Perspectives are conveyed in many ways. Explicit opinions or highly subjective terms are easily identified. However, perspectives are also expressed more subtly. For instance, Nick Wing argues that media describe white suspects (e.g. brilliant, athletic) more positively than black victims (e.g. gang member, drug problems). Ivar Vermeulen (p.c.) observes in a small Dutch corpus that Moroccan perpetrators are easily called thieves (implying generic behavior), where other perpetrators from Dutch only stole something (implying incidental behavior). These observations are anecdotal, but reveal how choices concerning what information to include or how to describe someone’s role may display a specific perspective.
This project will investigate how linguistic analyses may be used to identify these more implicit ways of expressing perspectives in text. This research will be carried out in three stages: First, large scale corpus analyses will be applied to identify distributions of semantic roles (what entities do) and other properties assigned to them (their characteristics). In the second stage, generic participants will be linked to the semantic role they imply (e.g. a thief will be linked to the perpetrator of stealing). With these links, we can investigate whether thieves are described differently from people who steal. In the third stage, emotion and sentiment lexica will be used to identify the sentiment associated with descriptions of people enabling research that investigates whether people are depicted positively or negatively.

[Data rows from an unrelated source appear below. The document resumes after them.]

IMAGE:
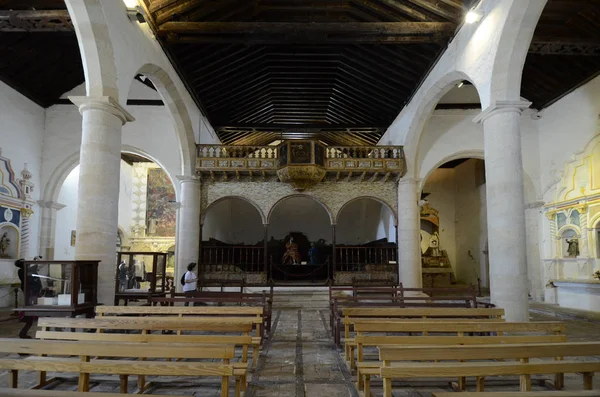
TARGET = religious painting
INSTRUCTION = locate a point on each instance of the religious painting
(283, 155)
(160, 213)
(319, 155)
(300, 153)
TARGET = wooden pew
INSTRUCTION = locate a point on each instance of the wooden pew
(189, 311)
(263, 299)
(84, 362)
(459, 329)
(5, 392)
(400, 297)
(365, 314)
(207, 324)
(545, 393)
(392, 369)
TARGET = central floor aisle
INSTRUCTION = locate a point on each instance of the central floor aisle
(300, 359)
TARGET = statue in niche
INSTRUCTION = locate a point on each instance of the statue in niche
(312, 254)
(4, 244)
(573, 249)
(291, 254)
(434, 244)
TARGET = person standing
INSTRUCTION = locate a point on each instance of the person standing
(190, 282)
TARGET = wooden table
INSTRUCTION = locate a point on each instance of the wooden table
(30, 313)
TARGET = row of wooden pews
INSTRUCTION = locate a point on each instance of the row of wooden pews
(441, 343)
(143, 341)
(263, 299)
(398, 297)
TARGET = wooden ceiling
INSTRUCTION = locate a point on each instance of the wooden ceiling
(39, 51)
(336, 70)
(262, 70)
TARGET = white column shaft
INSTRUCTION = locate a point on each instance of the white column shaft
(188, 227)
(409, 246)
(98, 196)
(506, 213)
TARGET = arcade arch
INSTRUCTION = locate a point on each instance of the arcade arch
(365, 219)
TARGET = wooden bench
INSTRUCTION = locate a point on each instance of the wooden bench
(376, 314)
(5, 392)
(84, 363)
(264, 299)
(570, 393)
(392, 369)
(207, 324)
(459, 329)
(245, 341)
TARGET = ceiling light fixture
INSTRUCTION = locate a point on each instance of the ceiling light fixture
(473, 17)
(134, 11)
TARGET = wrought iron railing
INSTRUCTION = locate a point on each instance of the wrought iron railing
(270, 152)
(233, 151)
(365, 152)
(232, 258)
(350, 259)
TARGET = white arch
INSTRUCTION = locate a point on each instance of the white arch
(424, 110)
(57, 178)
(511, 50)
(465, 154)
(382, 202)
(327, 210)
(205, 212)
(95, 46)
(181, 119)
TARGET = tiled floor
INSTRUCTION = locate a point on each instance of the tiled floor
(300, 360)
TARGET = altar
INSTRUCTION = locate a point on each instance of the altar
(574, 294)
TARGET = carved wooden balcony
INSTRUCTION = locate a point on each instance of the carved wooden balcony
(349, 163)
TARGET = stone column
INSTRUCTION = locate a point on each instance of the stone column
(48, 228)
(188, 226)
(506, 207)
(98, 196)
(409, 241)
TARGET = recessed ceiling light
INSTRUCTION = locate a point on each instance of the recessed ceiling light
(473, 17)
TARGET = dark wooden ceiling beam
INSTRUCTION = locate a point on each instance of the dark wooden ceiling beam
(274, 32)
(36, 21)
(436, 8)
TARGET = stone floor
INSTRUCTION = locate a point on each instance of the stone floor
(301, 360)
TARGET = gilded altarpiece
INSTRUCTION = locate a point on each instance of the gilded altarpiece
(573, 243)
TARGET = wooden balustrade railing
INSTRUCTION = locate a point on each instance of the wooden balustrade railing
(270, 152)
(364, 152)
(233, 151)
(356, 258)
(246, 259)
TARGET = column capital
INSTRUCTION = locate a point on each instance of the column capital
(104, 103)
(501, 107)
(51, 204)
(188, 178)
(407, 180)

The research is carried out in the context of digital humanities and social sciences. Evaluation and experimental setup will be guided towards identifying differences in perspective between sources. In addition to correctness of linguistic analyses (intrinsic evaluation), the possibility of using the method for identifying changes in perspective over time (historic research) or differences in perspective between sources (communication science) will be investigated.